As the new Congress gets underway, there’s ample reason to believe that problem is actually worse because many of the lawmakers who refused to accept the results of a free and fair election are now in positions of real power: Most of the House’s new committee chairs are election deniers. What’s more, election deniers now dominate the GOP contingent serving on panels such as the House Intelligence Committee and House Oversight Committee.
It was against this backdrop that House Speaker Kevin McCarthy appeared yesterday on CBS News’ “Face the Nation,” and Margaret Brennan noted that the California Republican has put election deniers in key positions of authority. “Why are you elevating people who are denying reality like that?” the host asked. The GOP congressman immediately responded by going after his rival party:
“Well, if you look to the Democrats, their ranking member, Raskin, had the same thing, denied Trump when Bush was in there. Bennie Thompson ... these individuals were chair in the Democratic Party. ... Democrats have done the same thing.”

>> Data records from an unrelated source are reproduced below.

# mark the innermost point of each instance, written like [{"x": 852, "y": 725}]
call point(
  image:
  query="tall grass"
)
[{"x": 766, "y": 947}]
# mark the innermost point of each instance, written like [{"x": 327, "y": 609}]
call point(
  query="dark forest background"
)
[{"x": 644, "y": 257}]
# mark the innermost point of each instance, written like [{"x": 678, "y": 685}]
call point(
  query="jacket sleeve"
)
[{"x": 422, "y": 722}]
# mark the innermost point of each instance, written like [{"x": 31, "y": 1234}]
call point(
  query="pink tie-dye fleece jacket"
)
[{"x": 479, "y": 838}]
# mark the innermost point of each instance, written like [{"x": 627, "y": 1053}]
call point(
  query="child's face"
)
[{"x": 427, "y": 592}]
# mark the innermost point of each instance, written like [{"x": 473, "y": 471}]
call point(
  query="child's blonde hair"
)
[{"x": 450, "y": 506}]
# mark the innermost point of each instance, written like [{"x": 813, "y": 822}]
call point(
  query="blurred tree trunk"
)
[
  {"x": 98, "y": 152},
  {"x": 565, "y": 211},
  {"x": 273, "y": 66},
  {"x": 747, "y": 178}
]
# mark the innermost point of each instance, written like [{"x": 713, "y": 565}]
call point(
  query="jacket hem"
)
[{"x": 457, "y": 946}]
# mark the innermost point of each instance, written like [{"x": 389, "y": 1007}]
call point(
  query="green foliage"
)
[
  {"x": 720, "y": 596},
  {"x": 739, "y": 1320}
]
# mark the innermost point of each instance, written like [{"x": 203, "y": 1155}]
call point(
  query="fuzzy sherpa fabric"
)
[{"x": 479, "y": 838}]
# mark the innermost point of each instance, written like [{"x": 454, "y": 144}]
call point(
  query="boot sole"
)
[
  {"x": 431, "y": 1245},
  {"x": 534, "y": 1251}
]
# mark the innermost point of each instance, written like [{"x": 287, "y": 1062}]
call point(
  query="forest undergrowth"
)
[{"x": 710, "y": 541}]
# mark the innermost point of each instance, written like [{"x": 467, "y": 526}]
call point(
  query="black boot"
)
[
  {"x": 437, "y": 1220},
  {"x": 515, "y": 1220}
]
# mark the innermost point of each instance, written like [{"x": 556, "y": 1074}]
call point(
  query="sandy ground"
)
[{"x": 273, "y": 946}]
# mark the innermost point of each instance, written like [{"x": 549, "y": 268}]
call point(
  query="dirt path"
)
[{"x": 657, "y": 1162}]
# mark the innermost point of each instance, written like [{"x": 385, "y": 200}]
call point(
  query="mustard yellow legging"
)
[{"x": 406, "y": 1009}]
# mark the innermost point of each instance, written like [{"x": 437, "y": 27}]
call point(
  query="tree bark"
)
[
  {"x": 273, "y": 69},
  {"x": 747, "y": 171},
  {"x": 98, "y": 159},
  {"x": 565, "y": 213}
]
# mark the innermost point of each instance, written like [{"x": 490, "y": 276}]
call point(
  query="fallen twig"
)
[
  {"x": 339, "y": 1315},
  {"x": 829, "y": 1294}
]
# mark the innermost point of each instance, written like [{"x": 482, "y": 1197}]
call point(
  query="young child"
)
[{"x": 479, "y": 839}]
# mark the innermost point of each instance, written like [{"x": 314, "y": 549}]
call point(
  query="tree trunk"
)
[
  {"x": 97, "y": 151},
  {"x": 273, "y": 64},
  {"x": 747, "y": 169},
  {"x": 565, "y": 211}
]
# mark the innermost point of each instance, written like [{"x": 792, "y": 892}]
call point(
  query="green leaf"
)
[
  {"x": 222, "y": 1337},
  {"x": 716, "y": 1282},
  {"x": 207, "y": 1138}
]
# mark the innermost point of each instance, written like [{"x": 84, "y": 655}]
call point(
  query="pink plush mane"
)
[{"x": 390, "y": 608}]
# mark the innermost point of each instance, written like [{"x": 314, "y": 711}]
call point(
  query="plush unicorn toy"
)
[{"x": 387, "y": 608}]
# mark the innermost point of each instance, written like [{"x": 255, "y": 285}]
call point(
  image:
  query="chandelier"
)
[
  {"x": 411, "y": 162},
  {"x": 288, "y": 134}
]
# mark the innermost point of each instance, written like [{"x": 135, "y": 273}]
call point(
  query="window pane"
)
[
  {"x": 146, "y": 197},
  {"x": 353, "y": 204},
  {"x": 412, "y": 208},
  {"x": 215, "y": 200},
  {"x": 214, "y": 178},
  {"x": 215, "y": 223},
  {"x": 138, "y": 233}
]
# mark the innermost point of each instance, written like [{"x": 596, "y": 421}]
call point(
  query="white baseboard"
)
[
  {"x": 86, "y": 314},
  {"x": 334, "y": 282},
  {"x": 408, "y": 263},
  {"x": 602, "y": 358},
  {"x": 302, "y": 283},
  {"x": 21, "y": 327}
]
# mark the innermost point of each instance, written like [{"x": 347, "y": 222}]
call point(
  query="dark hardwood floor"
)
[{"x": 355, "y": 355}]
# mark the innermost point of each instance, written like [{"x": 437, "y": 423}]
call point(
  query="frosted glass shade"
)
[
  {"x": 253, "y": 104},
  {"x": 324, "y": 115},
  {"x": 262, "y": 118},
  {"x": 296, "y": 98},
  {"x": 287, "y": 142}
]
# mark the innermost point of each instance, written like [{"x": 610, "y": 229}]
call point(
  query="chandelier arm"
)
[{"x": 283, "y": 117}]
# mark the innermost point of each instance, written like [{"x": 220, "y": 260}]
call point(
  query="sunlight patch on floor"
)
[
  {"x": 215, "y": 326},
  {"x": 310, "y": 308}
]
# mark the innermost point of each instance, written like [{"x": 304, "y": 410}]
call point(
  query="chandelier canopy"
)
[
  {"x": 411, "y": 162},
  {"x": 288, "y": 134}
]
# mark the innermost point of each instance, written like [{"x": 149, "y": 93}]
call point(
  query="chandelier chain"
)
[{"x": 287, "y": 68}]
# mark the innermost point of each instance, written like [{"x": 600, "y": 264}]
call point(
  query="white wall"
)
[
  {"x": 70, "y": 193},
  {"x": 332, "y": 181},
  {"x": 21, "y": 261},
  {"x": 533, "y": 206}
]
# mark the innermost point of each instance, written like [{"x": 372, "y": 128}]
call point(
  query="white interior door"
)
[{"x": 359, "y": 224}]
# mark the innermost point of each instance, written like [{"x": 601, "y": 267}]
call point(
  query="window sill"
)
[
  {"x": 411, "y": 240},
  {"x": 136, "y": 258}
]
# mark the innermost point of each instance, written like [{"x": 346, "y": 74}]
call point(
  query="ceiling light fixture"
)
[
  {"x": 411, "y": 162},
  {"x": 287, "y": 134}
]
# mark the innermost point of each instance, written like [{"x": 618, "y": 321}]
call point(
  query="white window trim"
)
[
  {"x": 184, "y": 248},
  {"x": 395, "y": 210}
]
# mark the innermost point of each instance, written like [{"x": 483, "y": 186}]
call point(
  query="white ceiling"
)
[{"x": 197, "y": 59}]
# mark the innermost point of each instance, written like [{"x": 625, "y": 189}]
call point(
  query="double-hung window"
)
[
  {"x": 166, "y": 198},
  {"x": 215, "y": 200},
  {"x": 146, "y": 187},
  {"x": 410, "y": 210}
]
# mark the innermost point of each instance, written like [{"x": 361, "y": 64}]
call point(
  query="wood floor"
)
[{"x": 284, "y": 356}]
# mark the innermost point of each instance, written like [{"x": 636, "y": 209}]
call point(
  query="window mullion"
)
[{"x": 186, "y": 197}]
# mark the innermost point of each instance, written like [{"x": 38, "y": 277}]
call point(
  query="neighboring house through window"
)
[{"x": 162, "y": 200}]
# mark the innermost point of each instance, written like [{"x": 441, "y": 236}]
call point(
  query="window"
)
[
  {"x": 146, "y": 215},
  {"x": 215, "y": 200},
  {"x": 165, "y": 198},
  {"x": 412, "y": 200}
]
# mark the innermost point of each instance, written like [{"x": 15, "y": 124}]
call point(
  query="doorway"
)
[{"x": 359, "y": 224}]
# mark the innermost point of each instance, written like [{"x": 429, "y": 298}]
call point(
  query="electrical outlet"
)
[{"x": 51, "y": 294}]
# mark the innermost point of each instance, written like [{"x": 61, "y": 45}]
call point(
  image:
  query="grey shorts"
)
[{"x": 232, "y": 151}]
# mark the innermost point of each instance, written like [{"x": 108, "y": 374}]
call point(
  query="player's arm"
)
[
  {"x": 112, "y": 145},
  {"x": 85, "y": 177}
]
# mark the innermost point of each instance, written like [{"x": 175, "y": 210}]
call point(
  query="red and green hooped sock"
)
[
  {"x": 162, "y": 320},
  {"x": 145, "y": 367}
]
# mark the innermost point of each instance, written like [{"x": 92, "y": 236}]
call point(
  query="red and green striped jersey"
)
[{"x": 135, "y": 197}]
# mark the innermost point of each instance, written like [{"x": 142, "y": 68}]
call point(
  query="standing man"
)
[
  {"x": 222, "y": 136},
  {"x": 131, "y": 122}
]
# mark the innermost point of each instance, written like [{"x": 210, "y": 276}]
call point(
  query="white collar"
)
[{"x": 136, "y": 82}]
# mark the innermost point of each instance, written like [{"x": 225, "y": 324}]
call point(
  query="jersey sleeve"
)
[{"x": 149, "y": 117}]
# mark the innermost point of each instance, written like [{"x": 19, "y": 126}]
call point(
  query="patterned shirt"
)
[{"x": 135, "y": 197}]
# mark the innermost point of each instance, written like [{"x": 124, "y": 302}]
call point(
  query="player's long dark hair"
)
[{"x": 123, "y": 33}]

McCarthy’s syntax is often problematic, and it wasn’t altogether easy to follow the details of the House speaker's pitch. But the bottom line seemed straightforward enough: McCarthy isn’t denying the scope of election denialism within his Republican conference; he simply expects the public to believe it’s a bipartisan problem.
When he told Brennan, for example, that members such as Rep. Jamie Raskin “had the same thing,” what McCarthy seemed to be saying was that the Maryland Democrat, much like the speaker’s own far-right members, doesn’t accept election results he doesn’t like. (I honestly don’t know what “denied Trump when Bush was in there” meant.)
Clearly, this is the line GOP members have been told to push. Indeed, a week earlier, Republican Rep. Mike Turner of Ohio, the new Republican chairman of the House Intelligence Committee, appeared on the same program and declared, “There are election deniers on both sides of the aisle.”
A month earlier, Senate Minority Leader Mitch McConnell and the Republican National Committee targeted House Minority Leader Hakeem Jeffries as an “election denier” because the New York Democrat was among the many who raised serious concerns about the 2016 election.
But that does not an election denier make.
Circling back to our recent coverage, it important not to define the label down to the point that it no longer has any meaning. After the 2020 race, Republicans opposed the certification of election results. And helped file lawsuits asking courts to throw out votes they disapproved of. And claimed that the losing candidate secretly won based on evidence that only exists in the imagination of fringe conspiracy theorists. And described legitimate votes as “fake.” Some even went so far as to express sympathies for insurrectionist rioters who attacked the U.S. Capitol in response to discredited election conspiracy theories.
If McCarthy or his cohorts have proof of Raskin, Thompson or other congressional Democrats doing “the same thing,” they've kept that evidence to themselves.